Figure 3. Ub-clipping in cells.

a, HCT116 whole cell lysates were left untreated, or were treated with 10 μM Lb^pro at the indicated times, resolved on SDS-PAGE, and analysed by anti-ubiquitin Western blotting. The monoubiquitin band was analysed by AQUA MS. A representative example of experiments performed in biological triplicate is shown. Also see Extended Data Fig. 6. N.D., not detected. b, HCT116 lysates as in a blotted with an anti-GlyGly antibody. Experiments were performed in duplicate. c, Intact MS analysis of HCT116 Lb^pro-treated ubiquitin (see Extended Data Fig. 6d-f and Methods). Select spectra were averaged and deconvoluted, with masses corresponding to unmodified (white), and single (green), double (cyan), and triple (blue) GlyGly-modified ubiquitin. These experiments were performed independently three times with similar results. d, Quantitation of differentially modified ubiquitin species from three cell lines (see Extended Data Fig. 7a, 8c, d, Methods). Values correspond to the mean of independent experiments performed in biological triplicate. *, value of 0.50 (±0.04). Error values represent s.d. from the mean. e, Left, TUBE pull-downs from HeLa cells, before and after treatment with Lb^pro, as in a. *, cross-reactive protein. Right, ubiquitin linkage composition by AQUA MS from TUBE-enriched polyubiquitin, performed in biological triplicate with AQUA analysis performed in technical duplicate. N.D., not detected. f, Intact MS on ubiquitin species pre-purified with TUBEs from the indicated cell lines (see e and Extended Data Fig. 8a-b), quantified as in d. Values correspond to the mean of independent experiments performed in biological triplicate. Error values represent s.d. from the mean. Gel source data for panels a, b and e are shown in Supplementary Figure 1.

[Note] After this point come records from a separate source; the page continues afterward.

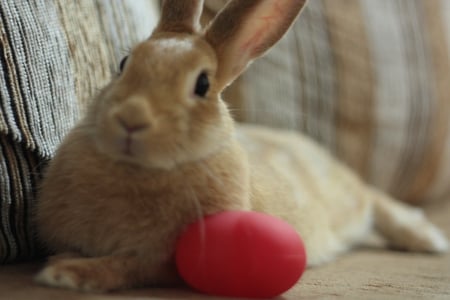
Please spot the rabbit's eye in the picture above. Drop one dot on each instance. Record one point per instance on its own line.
(122, 63)
(202, 85)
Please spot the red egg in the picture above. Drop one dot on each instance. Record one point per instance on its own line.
(241, 254)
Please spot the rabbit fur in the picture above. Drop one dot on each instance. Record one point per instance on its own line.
(156, 152)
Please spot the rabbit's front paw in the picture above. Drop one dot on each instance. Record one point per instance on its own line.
(68, 274)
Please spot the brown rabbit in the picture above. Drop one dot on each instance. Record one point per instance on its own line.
(158, 150)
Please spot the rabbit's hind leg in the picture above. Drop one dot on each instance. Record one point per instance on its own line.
(406, 227)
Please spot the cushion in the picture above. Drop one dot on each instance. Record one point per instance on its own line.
(370, 81)
(54, 56)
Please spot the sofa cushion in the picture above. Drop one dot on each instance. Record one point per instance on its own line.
(370, 81)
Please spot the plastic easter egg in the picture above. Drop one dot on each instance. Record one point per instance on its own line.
(241, 254)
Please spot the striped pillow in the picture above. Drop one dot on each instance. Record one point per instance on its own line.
(54, 55)
(370, 79)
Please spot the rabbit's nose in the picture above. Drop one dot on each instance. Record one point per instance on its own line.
(133, 116)
(131, 128)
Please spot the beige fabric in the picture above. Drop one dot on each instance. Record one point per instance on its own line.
(369, 80)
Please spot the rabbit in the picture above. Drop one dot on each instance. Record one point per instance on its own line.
(158, 149)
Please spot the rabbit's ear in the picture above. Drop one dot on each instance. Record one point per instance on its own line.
(245, 29)
(180, 16)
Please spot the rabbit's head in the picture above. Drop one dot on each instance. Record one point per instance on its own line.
(164, 108)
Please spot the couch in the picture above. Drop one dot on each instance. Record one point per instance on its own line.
(367, 79)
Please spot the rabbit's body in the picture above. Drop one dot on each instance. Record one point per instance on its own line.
(158, 150)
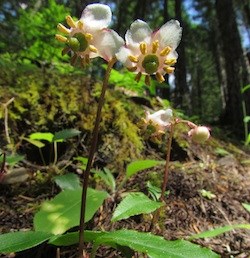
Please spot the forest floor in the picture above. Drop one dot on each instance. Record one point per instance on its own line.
(187, 211)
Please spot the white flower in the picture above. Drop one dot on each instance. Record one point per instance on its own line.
(89, 36)
(199, 134)
(148, 52)
(161, 119)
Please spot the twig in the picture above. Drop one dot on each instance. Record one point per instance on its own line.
(91, 156)
(166, 173)
(6, 127)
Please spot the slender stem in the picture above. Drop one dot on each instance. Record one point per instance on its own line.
(41, 155)
(6, 127)
(55, 153)
(91, 156)
(165, 180)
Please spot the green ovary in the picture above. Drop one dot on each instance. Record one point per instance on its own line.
(150, 63)
(78, 42)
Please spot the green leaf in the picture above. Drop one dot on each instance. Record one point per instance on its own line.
(244, 89)
(221, 151)
(69, 181)
(134, 204)
(42, 136)
(83, 160)
(107, 176)
(246, 206)
(12, 159)
(63, 212)
(65, 134)
(21, 240)
(36, 143)
(248, 139)
(140, 165)
(217, 231)
(155, 191)
(73, 238)
(155, 246)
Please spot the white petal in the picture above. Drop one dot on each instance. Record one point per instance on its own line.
(96, 16)
(108, 43)
(169, 34)
(139, 32)
(161, 117)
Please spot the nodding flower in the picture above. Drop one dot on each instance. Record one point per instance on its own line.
(199, 134)
(90, 37)
(151, 53)
(161, 119)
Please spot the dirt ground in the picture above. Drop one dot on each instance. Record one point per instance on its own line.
(187, 211)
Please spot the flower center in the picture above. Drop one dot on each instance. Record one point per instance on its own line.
(150, 63)
(78, 42)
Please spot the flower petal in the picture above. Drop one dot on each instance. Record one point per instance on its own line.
(108, 43)
(96, 17)
(139, 32)
(169, 34)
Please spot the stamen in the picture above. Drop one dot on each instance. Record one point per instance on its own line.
(70, 21)
(80, 24)
(159, 77)
(138, 77)
(155, 46)
(63, 29)
(61, 38)
(73, 59)
(88, 36)
(170, 61)
(143, 48)
(165, 51)
(168, 69)
(65, 51)
(147, 80)
(93, 49)
(132, 69)
(133, 59)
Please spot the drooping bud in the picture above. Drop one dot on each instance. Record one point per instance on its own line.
(199, 134)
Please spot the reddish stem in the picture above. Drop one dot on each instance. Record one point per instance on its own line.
(91, 156)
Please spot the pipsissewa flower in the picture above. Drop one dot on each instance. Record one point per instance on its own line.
(160, 119)
(151, 53)
(89, 37)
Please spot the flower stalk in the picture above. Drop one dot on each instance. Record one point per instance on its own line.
(91, 156)
(166, 169)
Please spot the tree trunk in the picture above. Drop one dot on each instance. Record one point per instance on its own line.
(234, 65)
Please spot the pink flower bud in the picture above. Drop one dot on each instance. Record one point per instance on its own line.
(199, 134)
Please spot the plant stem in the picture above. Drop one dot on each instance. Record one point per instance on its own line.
(6, 127)
(165, 180)
(55, 153)
(91, 156)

Figure 4. Exploring mitophagy with Ub-clipping.

a, TUBE-purified polyubiquitin before and after Lb^pro treatment, from CCCP-stimulated HeLa cells lines expressing the indicated Parkin proteins (see Extended Data Fig. 10a). b, Samples from a probed with anti-Ser65 phospho-ubiquitin antibody (see Extended Data Fig. 10b). Western blots were performed on one of three independent experiments. c, Intact ubiquitin MS reveals isotopic distribution of phospho-ubiquitin (theoretical nominal mass (z = +12): 711.89117 m/z, observed mass: 711.89763 m/z). One scan is shown from analysis performed in triplicate. d, Quantitation by spectra deconvolution of individual ubiquitin species from a (see Extended Data Fig. 10c, d). A phospho-2xGG species was not detected (N.D.). Values correspond to the mean of independent experiments performed in biological triplicate. Error values represent s.d. from the mean. e, Ubiquitin and phospho-ubiquitin in sodium carbonate-enriched mitochondrial integral membrane proteins (see Methods), from purified mitochondria of OA-treated WT Parkin-expressing HeLa cell lines (see a). S, Supernatant; P, pellet. Western blots were performed on one of three experiments. f, g, h, Fold-enrichment (f), AQUA MS analysis (g), and intact MS (h, quantified as in d) of ubiquitin on purified depolarised mitochondria from Parkin-expressing HeLa cell lines (e.g. e). Values correspond to the mean of independent experiments performed in biological triplicate. In h, high levels of unmodified ubiquitin and non-ubiquitinated phospho-ubiquitin suggest predominantly mono- and short-chain modifications on mitochondrial membrane proteins. Error values represent s.d. from the mean. Gel source data for panels a, b and e are shown in Supplementary Figure 1.